Having a lesson can save you time in the long run, you get to learn the basics and it gets you prepared to hit the water without any problems on your first adventure. The last thing you want to do is head out with some friends only to find that paddling around in circles is all you can do.
Dressing For The Occasion
Having a lesson is important but making sure you are dressed correctly is probably second on the list. There's a saying that states 'Make Sure You Are Dressed For The Water Not The Weather'... that's definitely worth remembering before you head out. The sun might be shining and its warm on land but getting wet and not being prepared for it can ruin your session. If there's a breeze in the air it can make it seem like a cold wind when you are wet. Ideally, wear clothes that are designed to quick dry should you fall in the water and items that are also designed to protect you from the sun... sunburn and kayaking don't go that well together.
If you are looking to go kayaking all year round then don't judge your outfit by the air temperature in winter. It can appear warm but the water does dip in the winter months. We recommend some lightweight water-resistant tops and even take a change of clothes with you.
We know what you're thinking, aren't Buoyancy Aids or Life Jackets going to make me look very un-cool? Wrong! Even experienced paddlers wear life jackets and any guide will tell you that it is essential for any time out on the water. Even if you are a strong, experienced swimmer, you never know what trouble you might get into and the life jacket could end up saving your life. You might hear the rumours that they are bulky, get in the way when you are paddling and restrict your movement, but they are all myths. In fact, these days the designs have improved to offer more freedom of movement and the styling has become a lot better... so they now actually look pretty awesome!
Hold Your Paddle
Sounds a bit ridiculous doesn't it? We have seen so many people out kayaking holding their paddle the wrong way whilst out learning. It is something that's covered in a lesson, but just in case you missed it because you were too excited, here's how you should hold it;
Hold the paddle with both hands about shoulder distance apart and make sure the concave part of the blade is facing towards you. When you dip the blade into the water, the concave part should pull through the water. Check your knuckles are in line with the blade and you'll be all set for an easy, effortless paddle. If you don't do this, the chances are you will use a lot more energy and not find it comfortable.
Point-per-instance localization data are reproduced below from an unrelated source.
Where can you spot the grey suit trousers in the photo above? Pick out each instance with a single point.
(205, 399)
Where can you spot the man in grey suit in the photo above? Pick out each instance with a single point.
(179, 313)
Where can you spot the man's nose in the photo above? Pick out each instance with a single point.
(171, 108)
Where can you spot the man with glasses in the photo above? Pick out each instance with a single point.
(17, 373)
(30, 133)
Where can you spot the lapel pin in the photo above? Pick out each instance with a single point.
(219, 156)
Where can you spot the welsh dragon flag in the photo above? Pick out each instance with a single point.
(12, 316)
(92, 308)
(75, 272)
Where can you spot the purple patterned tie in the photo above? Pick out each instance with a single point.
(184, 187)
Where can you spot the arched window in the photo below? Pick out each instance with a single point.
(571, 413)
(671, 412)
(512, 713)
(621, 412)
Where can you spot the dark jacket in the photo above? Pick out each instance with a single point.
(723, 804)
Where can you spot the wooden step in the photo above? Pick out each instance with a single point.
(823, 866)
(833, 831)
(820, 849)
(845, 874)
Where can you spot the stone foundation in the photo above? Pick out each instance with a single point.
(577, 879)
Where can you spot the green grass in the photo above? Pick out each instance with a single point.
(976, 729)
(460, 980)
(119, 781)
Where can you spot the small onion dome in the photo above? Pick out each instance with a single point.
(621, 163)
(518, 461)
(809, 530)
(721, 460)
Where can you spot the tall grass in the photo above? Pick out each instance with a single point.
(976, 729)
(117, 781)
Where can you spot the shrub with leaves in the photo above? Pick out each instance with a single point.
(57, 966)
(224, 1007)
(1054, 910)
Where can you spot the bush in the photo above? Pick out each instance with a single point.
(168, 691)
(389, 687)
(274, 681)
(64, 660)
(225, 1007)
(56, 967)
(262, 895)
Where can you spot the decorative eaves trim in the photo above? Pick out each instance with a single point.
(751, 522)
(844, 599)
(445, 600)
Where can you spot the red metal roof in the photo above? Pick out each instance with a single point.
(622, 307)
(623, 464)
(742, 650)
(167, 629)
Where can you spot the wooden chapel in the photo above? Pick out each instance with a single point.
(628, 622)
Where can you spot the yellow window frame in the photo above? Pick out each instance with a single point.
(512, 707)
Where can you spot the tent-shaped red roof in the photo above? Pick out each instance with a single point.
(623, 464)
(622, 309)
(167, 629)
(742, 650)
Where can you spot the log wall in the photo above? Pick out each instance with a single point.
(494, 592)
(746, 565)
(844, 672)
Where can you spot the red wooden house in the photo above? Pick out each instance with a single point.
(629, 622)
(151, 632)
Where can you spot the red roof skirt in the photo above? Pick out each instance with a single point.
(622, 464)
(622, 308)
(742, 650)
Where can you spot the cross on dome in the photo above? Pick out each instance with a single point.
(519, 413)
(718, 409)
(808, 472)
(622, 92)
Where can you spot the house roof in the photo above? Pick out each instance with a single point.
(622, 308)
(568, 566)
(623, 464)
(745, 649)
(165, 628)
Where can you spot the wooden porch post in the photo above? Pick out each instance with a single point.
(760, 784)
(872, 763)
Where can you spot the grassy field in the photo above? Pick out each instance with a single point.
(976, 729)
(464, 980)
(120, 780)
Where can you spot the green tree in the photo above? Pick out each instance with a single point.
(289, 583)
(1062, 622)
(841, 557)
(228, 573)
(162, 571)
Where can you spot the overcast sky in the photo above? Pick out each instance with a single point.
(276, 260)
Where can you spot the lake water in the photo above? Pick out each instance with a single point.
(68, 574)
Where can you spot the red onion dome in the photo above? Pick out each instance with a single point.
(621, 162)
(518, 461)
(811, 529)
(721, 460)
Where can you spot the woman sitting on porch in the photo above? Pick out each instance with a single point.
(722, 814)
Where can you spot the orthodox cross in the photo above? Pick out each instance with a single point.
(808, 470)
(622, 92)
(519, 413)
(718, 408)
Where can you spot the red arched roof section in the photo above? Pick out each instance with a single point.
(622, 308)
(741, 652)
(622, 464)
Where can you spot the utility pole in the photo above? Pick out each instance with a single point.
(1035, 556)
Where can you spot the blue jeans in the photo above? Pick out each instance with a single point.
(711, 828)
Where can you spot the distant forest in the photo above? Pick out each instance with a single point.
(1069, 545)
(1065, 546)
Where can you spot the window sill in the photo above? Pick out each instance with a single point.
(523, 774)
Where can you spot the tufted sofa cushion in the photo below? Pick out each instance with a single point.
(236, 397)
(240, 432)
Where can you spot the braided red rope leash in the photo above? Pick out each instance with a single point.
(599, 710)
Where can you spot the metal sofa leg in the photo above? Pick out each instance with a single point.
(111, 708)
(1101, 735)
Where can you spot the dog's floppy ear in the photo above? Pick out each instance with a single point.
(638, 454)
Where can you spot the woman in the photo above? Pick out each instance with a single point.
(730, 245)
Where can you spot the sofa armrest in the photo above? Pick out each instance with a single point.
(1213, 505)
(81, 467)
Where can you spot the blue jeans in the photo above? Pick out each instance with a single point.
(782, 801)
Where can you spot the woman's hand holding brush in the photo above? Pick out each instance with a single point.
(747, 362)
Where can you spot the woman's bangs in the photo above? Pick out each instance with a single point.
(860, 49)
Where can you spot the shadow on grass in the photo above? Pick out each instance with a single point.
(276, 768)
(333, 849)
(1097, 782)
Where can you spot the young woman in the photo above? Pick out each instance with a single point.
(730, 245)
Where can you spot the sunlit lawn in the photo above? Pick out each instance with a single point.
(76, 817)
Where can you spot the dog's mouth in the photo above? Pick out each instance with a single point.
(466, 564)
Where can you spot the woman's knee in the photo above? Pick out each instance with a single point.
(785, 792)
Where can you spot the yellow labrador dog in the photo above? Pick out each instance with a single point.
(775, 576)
Your Kayak Or Your Friends
The main thing to remember when kayaking is keeping yourself and the people around you safe. This might sound a bit like common sense but, people do try to save their kayaks before themselves or a friend if they find themselves in a panicked situation. The main thing to remember is that if you lose a paddle or your boat, it can be replaced. If you find yourself stuck or in a situation that might get out of control, help yourself and the people you are kayaking with first and worry about the hard goods later.
Go Together, Not Solo
The main tip that we think everyone will stand by when you are a beginner; Don't Kayak Alone! Even if you think you are confident and feel like tackling anything, if the weather takes a turn for the worse or you find yourself lost, it's always better to have at least one companion with you. even some of the most experienced paddlers in the world don't head out on a trip by themselves. If you or someone else in your group finds themselves in trouble, there's safety in numbers.
It's a good idea to learn how to safe yourself and others. You might not capsize your kayak the first few trips you take but the chances are it will happen one day, so you want to be prepared on how to resolve that situation. The number one rule is to try and stay with your kayak if it capsizes and try to get it back in the paddling position. This is something that we hope all instructors cover in the first lesson.
Now Go Kayaking
Now you have read our top tips for getting started, what are you waiting for? Go get yourself kitted out, get booked on to a lesson and spend the summer exploring in your kayak. Feel free to contact us if you have any questions we haven't covered in this article, we are always happy to help and offer advice.
Trust us, you will ask yourself in a few weeks time 'Why have I never taken this sport up before?' and we guarantee you will have the best time. We will see you on the water!